Appeal from an order of the Supreme Court (Keegan, J.), entered January 24, 2002 in Albany County, which granted plaintiffs motion for a preliminary injunction.

Plaintiff, a wholesale distributor of building supplies, commenced this action seeking, inter alia, to enforce a noncompetition/nondisclosure agreement executed by its former sales representative, defendant Jamie Leclair, who now works for a competitor, defendant C & S Distributors Inc. Upon commencement of the action, plaintiff sought a preliminary *874injunction and defendants now appeal from the order granting that application.

Based upon our review of the record, and mindful that anti-competitive employment agreements are enforceable only in limited circumstances (see, e.g., American Broadcasting Cos. v Wolf, 52 NY2d 394, 403), we nonetheless find that Supreme Court did not abuse its discretion in granting injunctive relief to plaintiff. Significantly, an affidavit submitted by Leclair in a prior action against another former employee at a time when Leclair was still employed by plaintiff described the confidential and proprietary nature of certain information possessed by plaintiff’s sales representatives and explained how this information could be used by a competitor to unfairly undermine plaintiffs relationships with its customers. We agree with Supreme Court that this affidavit is a substantial factor in demonstrating plaintiffs likelihood of success on the merits. In addition, we conclude that the two-year limitation on the non-compete provision of the agreement is temporally reasonable (see, Stiepleman Coverage Corp. v Raifman, 258 AD2d 515, 516) and the limitation to those territories in which Leclair worked for plaintiff is geographically reasonable (see, Karpinski v Ingrasci, 28 NY2d 45, 49-50).

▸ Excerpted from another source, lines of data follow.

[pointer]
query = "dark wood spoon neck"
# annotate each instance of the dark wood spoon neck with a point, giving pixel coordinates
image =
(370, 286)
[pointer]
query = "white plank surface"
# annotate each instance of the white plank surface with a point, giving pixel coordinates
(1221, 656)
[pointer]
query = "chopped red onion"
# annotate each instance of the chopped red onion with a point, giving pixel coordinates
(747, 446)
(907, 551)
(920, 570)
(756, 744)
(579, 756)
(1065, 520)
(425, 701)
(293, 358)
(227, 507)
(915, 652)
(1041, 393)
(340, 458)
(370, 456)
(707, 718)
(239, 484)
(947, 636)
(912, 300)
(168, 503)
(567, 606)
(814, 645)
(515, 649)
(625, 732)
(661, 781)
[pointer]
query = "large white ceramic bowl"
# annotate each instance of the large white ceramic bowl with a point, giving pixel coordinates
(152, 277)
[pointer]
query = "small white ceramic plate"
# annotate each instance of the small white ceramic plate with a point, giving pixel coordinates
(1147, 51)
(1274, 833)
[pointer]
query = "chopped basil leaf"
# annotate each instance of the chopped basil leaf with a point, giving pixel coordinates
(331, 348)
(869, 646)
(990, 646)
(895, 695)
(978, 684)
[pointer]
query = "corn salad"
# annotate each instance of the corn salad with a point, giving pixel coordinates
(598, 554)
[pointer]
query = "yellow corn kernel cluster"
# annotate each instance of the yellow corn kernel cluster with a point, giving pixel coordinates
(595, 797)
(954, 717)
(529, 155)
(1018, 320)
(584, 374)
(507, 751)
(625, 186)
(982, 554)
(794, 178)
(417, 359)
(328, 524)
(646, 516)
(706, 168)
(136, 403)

With regard to irreparable harm, the affidavits submitted by plaintiff demonstrate that it has endeavored to cultivate relationships with its customers to develop important repeat business and if defendants are permitted to compete unfairly by using plaintiffs confidential and proprietary pricing information to underbid it, plaintiff will not only lose business, but will also suffer a dilution of the good will it has developed with its customers. Such a loss of customer good will can constitute irreparable harm for preliminary injunction purposes (see, Adirondack Appliance Repair v Adirondack Appliance Parts, 148 AD2d 796). However, inasmuch as plaintiffs claim of injury is limited to the impact on its existing customer relationships, and because the noncompetition provisions of the agreement will be enforced only to the extent necessary to protect plaintiff from unfair competition (see, Columbia Ribbon & Carbon Mfg. Co. v A-1-A Corp., 42 NY2d 496, 499), we conclude that the scope of the preliminary injunction should be limited to plaintiffs existing customers. As so limited, we see no merit in defendants’ claim that the balance of the equities does not favor the granting of the preliminary injunction, which will maintain the status quo without unduly restricting defendants’ business. Finally, the amount of the undertaking (see, CPLR 6312 [b]) was a matter within Supreme Court’s sound discre*875tion (see, Blueberries Gourmet v Aris Realty Corp., 255 AD2d 348, 350) and the record provides no basis to disturb the court’s exercise of that discretion in this case.

Cardona, P.J., Peters, Mugglin and Lahtinen, JJ., concur. Ordered that the order is modified, on the law, without costs, to provide that insofar as defendant Jamie Leclair is enjoined from violating the first paragraph of the agreement executed May 5, 1996, he shall be so enjoined only with regard to those persons and entities who were customers of plaintiff during the course of his employment with plaintiff, and, as so modified, affirmed.